Cellular prion protein suppressess the apoptotic cell death by mediating the intracellular H₂O₂ in primary culture and immortalized neuronal cells

Abstract

To know the mechanisms in which cellular isoform of prion protein (PrP^C) is involved for the neuroprotection, we compared death signals in Prnp^-/- primary cultivated neurons to those in wild-type (WT) primary cultivated neurons. These results are also confirmed by immortarized neuronal cells. When copper was exposed to these neurons, the both of type-1 and type-2 Prnp^-/- neurons were more sensitive and underwent apoptotic cell death more readily than WT neurons. The cell death in Prnp^-/- neurons was effectively inhibited by anti-oxidants or some caspase-inhibitors as seen in wild-type neurons. In Prnp^-/- neurons, copper toxicity was enhanced more significantly by deprivation of anti-oxidants, and then induced more increasing apoptotic features.
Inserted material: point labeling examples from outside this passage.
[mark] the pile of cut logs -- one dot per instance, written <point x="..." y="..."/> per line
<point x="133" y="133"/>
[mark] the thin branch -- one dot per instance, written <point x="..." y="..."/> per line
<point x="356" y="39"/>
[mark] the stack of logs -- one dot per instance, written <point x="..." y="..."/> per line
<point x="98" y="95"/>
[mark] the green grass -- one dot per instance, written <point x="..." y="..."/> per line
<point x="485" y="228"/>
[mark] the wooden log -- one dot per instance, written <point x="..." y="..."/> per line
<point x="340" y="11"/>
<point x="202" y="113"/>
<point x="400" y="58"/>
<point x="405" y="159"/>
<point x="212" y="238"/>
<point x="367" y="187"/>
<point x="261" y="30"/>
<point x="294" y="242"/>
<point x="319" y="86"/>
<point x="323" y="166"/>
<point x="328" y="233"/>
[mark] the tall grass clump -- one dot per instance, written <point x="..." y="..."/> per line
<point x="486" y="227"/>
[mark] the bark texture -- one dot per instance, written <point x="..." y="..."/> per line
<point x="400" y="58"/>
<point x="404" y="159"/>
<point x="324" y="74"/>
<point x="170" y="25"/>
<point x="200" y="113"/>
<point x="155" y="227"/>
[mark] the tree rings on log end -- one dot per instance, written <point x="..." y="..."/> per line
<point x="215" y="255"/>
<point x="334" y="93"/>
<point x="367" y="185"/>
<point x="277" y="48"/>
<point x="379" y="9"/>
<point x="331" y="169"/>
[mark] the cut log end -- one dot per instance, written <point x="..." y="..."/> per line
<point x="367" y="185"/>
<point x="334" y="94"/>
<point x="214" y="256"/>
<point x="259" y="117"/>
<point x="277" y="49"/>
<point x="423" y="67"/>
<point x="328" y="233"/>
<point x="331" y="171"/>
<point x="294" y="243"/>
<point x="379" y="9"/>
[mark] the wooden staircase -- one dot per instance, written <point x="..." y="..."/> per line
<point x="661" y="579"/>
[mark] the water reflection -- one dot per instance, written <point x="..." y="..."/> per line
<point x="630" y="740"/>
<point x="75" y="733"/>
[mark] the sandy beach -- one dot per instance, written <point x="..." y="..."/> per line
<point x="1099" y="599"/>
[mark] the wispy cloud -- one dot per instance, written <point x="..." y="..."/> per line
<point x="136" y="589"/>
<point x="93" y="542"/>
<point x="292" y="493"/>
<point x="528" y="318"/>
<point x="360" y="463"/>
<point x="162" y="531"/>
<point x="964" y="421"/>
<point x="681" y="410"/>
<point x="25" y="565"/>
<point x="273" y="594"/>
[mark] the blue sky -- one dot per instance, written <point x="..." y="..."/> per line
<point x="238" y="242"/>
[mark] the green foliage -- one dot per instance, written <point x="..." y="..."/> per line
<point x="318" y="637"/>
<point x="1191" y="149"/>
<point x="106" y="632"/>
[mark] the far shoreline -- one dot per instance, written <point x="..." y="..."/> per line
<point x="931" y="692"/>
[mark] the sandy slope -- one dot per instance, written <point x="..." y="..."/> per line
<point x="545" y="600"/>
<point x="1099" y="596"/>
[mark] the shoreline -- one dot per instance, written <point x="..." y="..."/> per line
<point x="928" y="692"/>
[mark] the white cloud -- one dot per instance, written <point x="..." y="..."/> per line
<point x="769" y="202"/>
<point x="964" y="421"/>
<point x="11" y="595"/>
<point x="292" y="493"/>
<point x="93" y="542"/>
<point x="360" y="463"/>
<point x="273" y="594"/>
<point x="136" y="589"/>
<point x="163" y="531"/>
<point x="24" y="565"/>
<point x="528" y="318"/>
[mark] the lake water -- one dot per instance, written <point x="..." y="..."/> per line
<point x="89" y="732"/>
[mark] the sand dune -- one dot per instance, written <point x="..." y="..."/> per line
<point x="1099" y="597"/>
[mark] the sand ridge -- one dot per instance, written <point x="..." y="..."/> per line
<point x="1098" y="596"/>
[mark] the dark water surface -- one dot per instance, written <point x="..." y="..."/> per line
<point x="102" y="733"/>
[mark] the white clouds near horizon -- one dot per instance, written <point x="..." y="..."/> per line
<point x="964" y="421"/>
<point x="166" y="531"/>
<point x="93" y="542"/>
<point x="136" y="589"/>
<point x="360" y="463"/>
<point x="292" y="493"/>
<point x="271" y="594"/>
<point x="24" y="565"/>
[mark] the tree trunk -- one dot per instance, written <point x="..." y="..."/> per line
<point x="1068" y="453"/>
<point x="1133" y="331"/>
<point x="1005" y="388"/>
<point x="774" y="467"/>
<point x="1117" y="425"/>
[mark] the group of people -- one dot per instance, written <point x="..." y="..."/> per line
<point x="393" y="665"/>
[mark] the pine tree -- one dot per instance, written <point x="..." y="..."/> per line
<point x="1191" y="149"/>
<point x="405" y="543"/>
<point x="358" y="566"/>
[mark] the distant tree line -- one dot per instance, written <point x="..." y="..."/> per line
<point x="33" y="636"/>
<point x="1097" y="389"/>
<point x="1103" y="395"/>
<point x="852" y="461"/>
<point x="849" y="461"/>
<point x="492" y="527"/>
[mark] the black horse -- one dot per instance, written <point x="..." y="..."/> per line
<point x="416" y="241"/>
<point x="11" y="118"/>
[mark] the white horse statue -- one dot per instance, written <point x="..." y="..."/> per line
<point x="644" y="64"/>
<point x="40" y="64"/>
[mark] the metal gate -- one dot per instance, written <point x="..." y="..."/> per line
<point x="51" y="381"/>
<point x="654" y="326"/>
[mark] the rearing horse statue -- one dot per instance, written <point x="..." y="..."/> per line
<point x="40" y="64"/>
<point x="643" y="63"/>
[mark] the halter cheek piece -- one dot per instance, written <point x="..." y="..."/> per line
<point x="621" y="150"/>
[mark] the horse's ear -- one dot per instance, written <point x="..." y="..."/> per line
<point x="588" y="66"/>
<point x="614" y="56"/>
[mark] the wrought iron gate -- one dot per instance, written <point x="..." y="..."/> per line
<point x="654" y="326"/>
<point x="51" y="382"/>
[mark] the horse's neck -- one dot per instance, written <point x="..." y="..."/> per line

To know the level of the reactive oxygen species, the level of the intracellular hydrogen peroxide (H₂O₂) were measured. Intracellular H₂O₂ in Prnp^-/- cells decreased more rapidly than that in WT cells. These data demonstrate that in Prnp^-/- neurons, copper may be a strong mediator to convert H₂O₂ to more toxic free radicals in a fenton-like reaction, which induces more caspase-mediated apoptosis. These results suggest that PrP^C may moderate the intracellular H₂O₂ level as a copper binding protein or an anti-oxidant to protect neuronal cells from apoptotic death.